Utah Copper Company

Bingham Canyon, UT

(Associated names include Boston Consolidated Co., Kennecott Corporation, Magna Mill, Copperton, Garfield Smelter, Bingham Open Pit Mine, Bingham Canyon Mine, Bingham Copper Mine)

http://www.miningartifacts.org/Utah-Mines.html

 http://robertgoble.blogspot.com/2012/06/transit-of-venus-viewed-from-skull.html

Jobsite

Utah Copper Company became a significant mining operation in Bingham Canyon beginning in the early 1900s.  One of the owners, Daniel Jackling, made the early decision to use open-pit mining, steam shovels and the railroad as a way to mine low-grade porphyry copper.  His decision to use open-pit mining has been attributed to its success.  As occurred with many mining companies located in the canyon, Utah Copper Company was eventually acquired by Kennecott Corporation and became part of what is now considered to be the largest open-pit copper mine in the world.

Address or general location

Bingham Canyon, Utah

Details

In 1903, Daniel C. Jackling and Enos A. Wall founded the Utah Copper Company which mined low-grade prophyry copper ore at Bingham Canyon using open-pit mining.  Along with American Smelting & Refining Company (ASARCO), the Utah Copper Company built the Garfield Smelter.  Additionally, the Utah Copper Company built the Magna Mill at Copperton.  In 1906, Utah Copper Company merged with Boston Consolidated Mining Company, and, in 1936, Kennecott Corporation purchased Utah Copper Company.  For a good part of its history, the area mined by the Utah Copper Company was still referred to as “Utah Copper” even after it was purchased by Kennecott Corporation.  

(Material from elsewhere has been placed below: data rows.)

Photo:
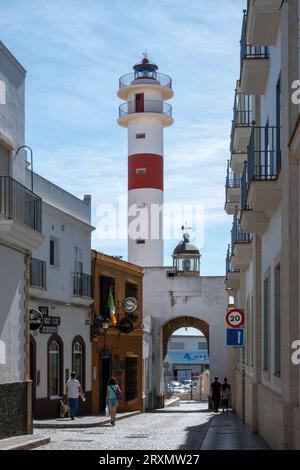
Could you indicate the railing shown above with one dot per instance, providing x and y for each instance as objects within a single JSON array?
[
  {"x": 38, "y": 273},
  {"x": 233, "y": 180},
  {"x": 237, "y": 233},
  {"x": 264, "y": 153},
  {"x": 242, "y": 110},
  {"x": 130, "y": 79},
  {"x": 244, "y": 188},
  {"x": 229, "y": 267},
  {"x": 82, "y": 285},
  {"x": 148, "y": 106},
  {"x": 20, "y": 204},
  {"x": 247, "y": 50}
]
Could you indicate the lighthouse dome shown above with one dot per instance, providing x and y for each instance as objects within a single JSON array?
[
  {"x": 186, "y": 247},
  {"x": 145, "y": 69},
  {"x": 186, "y": 258}
]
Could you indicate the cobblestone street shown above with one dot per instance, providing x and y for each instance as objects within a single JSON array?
[{"x": 181, "y": 427}]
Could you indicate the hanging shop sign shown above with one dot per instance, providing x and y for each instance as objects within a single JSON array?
[
  {"x": 129, "y": 304},
  {"x": 126, "y": 325},
  {"x": 35, "y": 319}
]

As part of the Bingham Canyon area in the Oquirrh Mountains west of Salt Lake City, Utah, the property near Utah Copper was settled by those who worked at the mines and mills until expansion required some of the communities to relocate.  In particular, employees of Utah Copper Company often lived in Garfield.  In 1956, Kennecott sold the Garfield homes to their residents and moved them to other locations in the Salt Lake Valley as the mine continued to expand.  The property formerly owned by Utah Copper Company is now a part of the very large, open-pit mine owned by Kennecott Corporation (now Rio Tinto) which is believed to be the largest in the world.